Jakarta – Gubernur DKI Jakarta Pramono Anung Wibowo menilai program Makan Bergizi Gratis (MBG) memberikan dampak signifikan bagi Jakarta, tidak hanya dalam menekan angka stunting, tetapi juga berkontribusi terhadap penurunan kemiskinan dan ketimpangan ekonomi.
Hal tersebut disampaikan Pramono saat ditemui di Balai Kota Jakarta, Senin. Ia menyebut berbagai indikator ekonomi menunjukkan tren positif sejak program MBG berjalan.

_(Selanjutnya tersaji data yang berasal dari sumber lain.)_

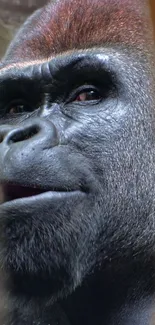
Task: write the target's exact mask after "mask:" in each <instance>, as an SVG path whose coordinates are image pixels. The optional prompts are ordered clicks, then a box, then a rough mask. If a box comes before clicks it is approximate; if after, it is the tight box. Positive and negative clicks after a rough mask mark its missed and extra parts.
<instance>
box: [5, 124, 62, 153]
mask: <svg viewBox="0 0 155 325" xmlns="http://www.w3.org/2000/svg"><path fill="white" fill-rule="evenodd" d="M25 141H26V143H28V142H33V141H35V142H36V144H37V142H38V141H39V144H41V143H43V144H45V143H46V144H48V145H49V144H50V147H51V146H56V145H58V143H59V138H58V132H57V129H56V127H55V125H54V124H53V123H52V122H51V121H48V120H45V119H43V118H42V119H41V118H34V119H31V121H28V122H24V124H23V125H22V124H21V125H19V126H14V127H10V126H7V125H2V126H1V127H0V143H1V144H5V145H6V146H12V145H13V144H15V143H16V144H17V143H18V142H20V143H21V142H25Z"/></svg>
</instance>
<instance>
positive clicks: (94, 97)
mask: <svg viewBox="0 0 155 325" xmlns="http://www.w3.org/2000/svg"><path fill="white" fill-rule="evenodd" d="M100 99H101V94H100V93H99V91H97V90H96V89H86V90H82V91H81V92H79V93H78V95H77V96H76V97H75V99H74V102H86V101H98V100H100Z"/></svg>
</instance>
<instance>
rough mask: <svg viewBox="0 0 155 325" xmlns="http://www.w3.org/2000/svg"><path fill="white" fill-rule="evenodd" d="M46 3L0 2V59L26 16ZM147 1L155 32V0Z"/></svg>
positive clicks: (4, 52) (29, 2)
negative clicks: (149, 2)
mask: <svg viewBox="0 0 155 325" xmlns="http://www.w3.org/2000/svg"><path fill="white" fill-rule="evenodd" d="M47 1H48V0H0V58H1V57H2V56H3V55H4V53H5V50H6V47H7V45H8V43H9V42H10V40H11V38H12V37H13V35H14V33H15V32H16V30H17V29H18V28H19V26H20V25H21V24H22V23H23V22H24V20H25V19H26V18H27V16H28V15H29V14H31V13H32V12H33V11H34V10H35V9H36V8H37V7H40V6H42V5H44V4H45V3H46V2H47ZM53 1H54V0H53ZM135 1H136V0H135ZM149 1H150V5H151V14H152V18H153V23H154V30H155V0H149Z"/></svg>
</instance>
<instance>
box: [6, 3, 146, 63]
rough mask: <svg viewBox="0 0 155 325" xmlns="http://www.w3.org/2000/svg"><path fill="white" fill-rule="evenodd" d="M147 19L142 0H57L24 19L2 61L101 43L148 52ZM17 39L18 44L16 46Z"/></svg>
mask: <svg viewBox="0 0 155 325" xmlns="http://www.w3.org/2000/svg"><path fill="white" fill-rule="evenodd" d="M96 17H98V18H97V19H96ZM90 21H91V25H90ZM115 21H117V26H116V24H115ZM148 21H149V15H148V9H147V7H146V1H145V0H143V2H141V1H140V0H139V1H137V2H136V5H135V4H133V2H132V3H131V1H129V0H126V1H122V0H119V1H115V0H110V1H107V0H104V1H103V0H100V1H98V0H86V1H82V0H79V1H78V3H77V1H75V0H71V1H68V0H62V1H59V0H58V1H56V2H55V3H54V4H53V5H52V4H51V3H49V5H47V6H46V7H45V8H43V9H41V10H39V11H37V12H36V13H35V14H34V15H33V16H32V17H31V18H30V19H28V20H27V21H26V23H25V25H24V26H23V28H22V30H21V31H19V33H17V36H16V38H15V40H14V42H13V44H12V45H11V46H10V48H9V50H8V52H7V55H6V57H5V60H9V61H13V62H16V61H17V59H16V58H17V57H18V62H19V61H25V58H26V60H27V61H29V60H35V59H36V57H37V59H42V58H48V57H49V56H51V54H52V53H53V54H55V53H61V52H64V51H68V50H72V49H74V50H75V49H79V48H89V47H93V46H96V45H98V44H99V46H101V44H104V43H107V44H109V43H112V44H114V43H115V44H124V45H125V44H126V45H134V46H135V47H137V48H140V49H143V51H148V48H149V47H150V44H152V29H149V30H148V28H147V27H148ZM131 22H132V23H131ZM32 25H33V28H32ZM77 31H78V33H77ZM27 35H29V37H28V38H27ZM21 42H22V47H21V46H19V45H20V44H21ZM146 45H147V46H146ZM43 48H44V51H42V49H43ZM146 48H147V50H146Z"/></svg>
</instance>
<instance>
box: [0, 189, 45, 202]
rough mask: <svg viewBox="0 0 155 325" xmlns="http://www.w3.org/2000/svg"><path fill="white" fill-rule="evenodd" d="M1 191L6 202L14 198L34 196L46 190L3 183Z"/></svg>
mask: <svg viewBox="0 0 155 325" xmlns="http://www.w3.org/2000/svg"><path fill="white" fill-rule="evenodd" d="M3 192H4V201H5V202H8V201H13V200H16V199H21V198H26V197H27V198H28V197H31V196H36V195H39V194H42V193H45V192H47V190H43V189H39V188H33V187H24V186H20V185H4V186H3Z"/></svg>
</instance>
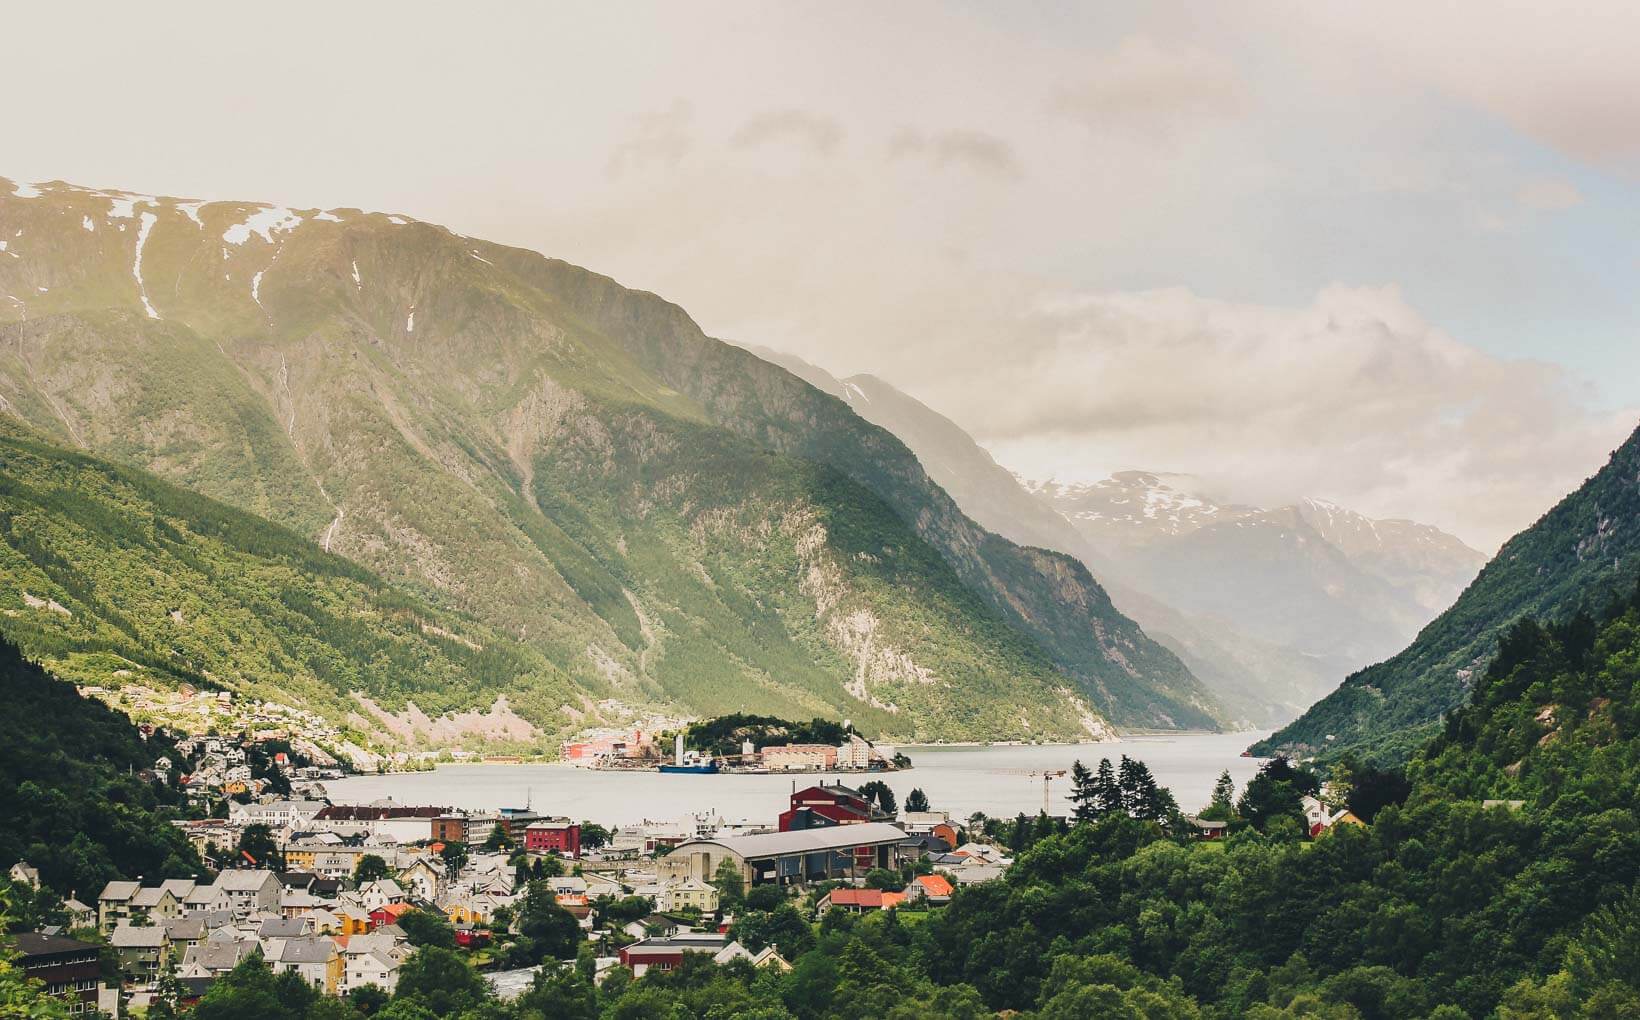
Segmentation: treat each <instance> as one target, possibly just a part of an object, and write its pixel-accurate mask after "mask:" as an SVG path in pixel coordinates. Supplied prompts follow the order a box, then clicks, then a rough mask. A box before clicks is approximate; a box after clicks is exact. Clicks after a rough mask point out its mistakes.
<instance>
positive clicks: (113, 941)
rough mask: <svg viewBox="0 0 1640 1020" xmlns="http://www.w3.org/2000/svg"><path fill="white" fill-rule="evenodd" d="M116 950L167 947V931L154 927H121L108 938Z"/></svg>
mask: <svg viewBox="0 0 1640 1020" xmlns="http://www.w3.org/2000/svg"><path fill="white" fill-rule="evenodd" d="M108 945H112V946H113V948H115V949H157V948H161V946H164V945H166V930H164V928H156V927H154V925H144V927H141V928H138V927H136V925H120V927H116V928H115V930H113V933H112V935H110V936H108Z"/></svg>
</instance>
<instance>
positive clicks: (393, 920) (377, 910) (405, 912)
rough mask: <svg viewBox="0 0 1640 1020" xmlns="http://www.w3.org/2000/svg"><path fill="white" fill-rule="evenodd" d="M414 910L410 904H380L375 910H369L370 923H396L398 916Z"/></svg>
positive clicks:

“Bagi Jakarta, dampak MBG ini luar biasa dan sangat signifikan. Seluruh indikator ekonomi Jakarta menunjukkan perbaikan. Berdasarkan data Badan Pusat Statistik, pertumbuhan ekonomi Jakarta secara year on year mencapai 5,21 persen, lebih tinggi dibanding pertumbuhan nasional yang berada di angka 5,11 persen,” ujar Pramono.
Selain pertumbuhan ekonomi, Pramono mengungkapkan bahwa angka stunting di Jakarta mengalami penurunan, demikian pula tingkat kemiskinan. Meski belum memaparkan data rinci terbaru, ia meyakini tren positif tersebut berkaitan erat dengan kebijakan pemenuhan gizi dan perlindungan sosial yang terintegrasi.
Menurutnya, persoalan pendidikan anak-anak sekolah di Jakarta saat ini relatif terkendali karena dukungan penuh dari pemerintah daerah. Salah satunya melalui program Kartu Jakarta Pintar (KJP) yang menjangkau 707.520 siswa.
“Biaya sekolah ditanggung Pemerintah DKI. Selain itu ada berbagai insentif lain, dan kebutuhan gizi anak dipenuhi melalui Badan Gizi Nasional. Inilah yang kemudian tercermin pada indikator ekonomi, termasuk Gini Ratio Jakarta yang selama ini sulit turun, alhamdulillah sekarang mulai menunjukkan penurunan,” jelasnya.
Pramono menegaskan, capaian tersebut tidak lepas dari sinergi antara Pemerintah Provinsi DKI Jakarta dengan Badan Gizi Nasional dalam pelaksanaan program MBG.
Ia pun menyampaikan apresiasi kepada Badan Gizi Nasional atas kontribusinya dalam memperkuat kualitas sumber daya manusia sekaligus mendorong perbaikan kesejahteraan masyarakat Jakarta.